The London Perl and Raku Workshop takes place on 26th Oct 2024. If your company depends on Perl, please consider sponsoring and/or attending.

=encoding utf8

=head1 API documentation: The AST API from the Macro Perspective

Macros in Perl have access to the raw, just-parsed representation of
the program through their parameters. This representation is called
the C<AST>. The AST is documented in full elsewhere, but this document
is written from the perspective of the macro itself, and demonstrates
the major components of the AST that must be in place for typical
macros to function.

=head2 Macro definition

A macro definition looks like this:

 macro fizzle(...) { ... }

Within the parameter list, any parameters can be defined, but they will
always be of type C<AST>, some sub-type of C<AST> or plain scalars.

An invocant may be declared. If so, it will be the C<$/> object that
contains the macro invocation itself, and thus contains all state
relevant to the macro.

A macro can have an operator type:

 macro quote:<q> (...) { ... }

If it does, the operator type will constrain the parameters (if any)
that are available to the macro, and a mis-match between the operator
type and the parameter count will generate a compile-time error.

=head2 Macro types

Macros can be defined for each of the following operator types:

=over

=item list

List operators are typical function-like macros that take arguments
as a list of named or positional parameters. Each parameter is an
C<Expression> node.

=item term

Term macros are like list macros, but never take any arguments.


=item quote

[ Note: notice camel-casing of LiteralString. Is that what was intended?
  -ajs
]

Quote macros take a single C<LiteralString> node. Backslash escaping
is performed only for the balancing quote terminator. Should some other
sort of parsing be required, use the "is parsed" trait.

=item prefix

Prefix macros take only a single C<Expression> parameter.

=item infix

Infix macros take two C<Expression> parameters.

=item postfix

Postfix macros can never be "is parsed" because their only parameter
(an C<Expression> node) is found before the macro name in the
program text.

=item circumfix

Circumfix macros take a single C<Expression> as a parameter.

=item postcircumfix

Postcircumfix macros take two parameters. The first a C<Value>. The
second is an C<Expression> that comes inside of the circumfix delimeters.

=item regex_metachar

=item regex_backslash

=item regex_mod_internal

=item regex_assertion

=item regex_mod_external

TBD

=item trait_verb

=item trait_auxiliary

[ Ok, here's a scary kind of question... can a macro be multi,
  dispatched at compile-time based on AST sub-types? If so, that
  answers the question of how "class Foo is Bar" is distinguished
  from "my Foo $x is Bar" which is similar, but certainly has very
  different types of parameters (the LHS is an AST node that
  is either a class name or a variable declaration). -ajs
]

=item scope_declarator

Scope_delcatator macros take a C<Pad> node which contains the information
about the variable being declared.

=item statement_control

Statement_controls are like if or while, and take an C<Expression>
and a C<Block>.

[ Question: How is elsif/else handled?

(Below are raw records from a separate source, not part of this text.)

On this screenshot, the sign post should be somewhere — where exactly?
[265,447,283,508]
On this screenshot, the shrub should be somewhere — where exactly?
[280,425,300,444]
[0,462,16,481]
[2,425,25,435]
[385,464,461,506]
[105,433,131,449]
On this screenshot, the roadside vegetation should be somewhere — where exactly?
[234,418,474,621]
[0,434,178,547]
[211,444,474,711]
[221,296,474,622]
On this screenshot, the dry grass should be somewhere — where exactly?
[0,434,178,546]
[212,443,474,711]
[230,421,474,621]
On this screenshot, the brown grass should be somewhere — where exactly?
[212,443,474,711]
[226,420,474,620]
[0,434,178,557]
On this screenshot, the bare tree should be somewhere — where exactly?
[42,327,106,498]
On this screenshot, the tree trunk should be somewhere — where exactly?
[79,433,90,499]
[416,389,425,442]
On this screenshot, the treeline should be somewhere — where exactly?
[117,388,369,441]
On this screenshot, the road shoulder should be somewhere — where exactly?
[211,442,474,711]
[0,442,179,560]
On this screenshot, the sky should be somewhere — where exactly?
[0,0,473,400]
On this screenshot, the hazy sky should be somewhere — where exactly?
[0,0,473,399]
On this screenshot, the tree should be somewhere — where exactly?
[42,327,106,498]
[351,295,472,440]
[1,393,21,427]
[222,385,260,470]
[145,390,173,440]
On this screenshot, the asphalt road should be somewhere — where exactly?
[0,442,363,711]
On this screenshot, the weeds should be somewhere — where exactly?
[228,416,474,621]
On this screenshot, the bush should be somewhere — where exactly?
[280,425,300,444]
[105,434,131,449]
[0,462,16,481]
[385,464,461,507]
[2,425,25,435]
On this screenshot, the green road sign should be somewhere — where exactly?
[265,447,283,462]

Are they named as part of the
  macro somehow, or must any elsif block ever be called "elsif"? -ajs
]

=item statement_modifier

Statement_modifier macros take two parameters, a C<Statement> and
a C<expression>.

=item infix_prefix_meta_operator

=item infix_postfix_meta_operator

=item prefix_circumfix_meta_operator

All of these macro types take three paramters: a C<Expression> for
the LHS, an C<InfixOperator> node for the operator that it is modifying,
and an C<Expression> for the RHS.

[ Question: infix_postfix_meta_operator is designed for defining
  '=' which will take an LValue for its first parameter, but
  not all such operators will be for assignment, potentially.
  Again, this brings up the question of multi dispatch on AST
  node types. Is that what's intended, or should macro operator
  types be richer? -ajs
]

=item postfix_prefix_meta_operator

Postfix_prefix_meta_operator macros take an C<LValue> and a
C<PostfixOperator> as parameters.

=item prefix_postfix_meta_operator

Prefix_postfix_meta_operator macros take a C<PrefixOperator>
and an C<LValue> as parameters.

=item infix_circumfix_meta_operator

Infix_circumfix_meta_operator macros take an C<InfixOperator> and
an C<Expression> as parameters.

[ Question: What about sub, is that a statement_control? What
  about use? Is that just a list op that does its thing at
  run-time? -ajs ]

=head2 Accessing AST Internals

C<AST>s can be treated much the same as any rule state object. They
can be indexed like a hash to extract their match terms (in this case,
subrule names that match AST nodes). However, they also carry state
information about the file being parsed.

[ Question: how is that state information extracted? Is there
  a method that can be called to get line number for example? -ajs ]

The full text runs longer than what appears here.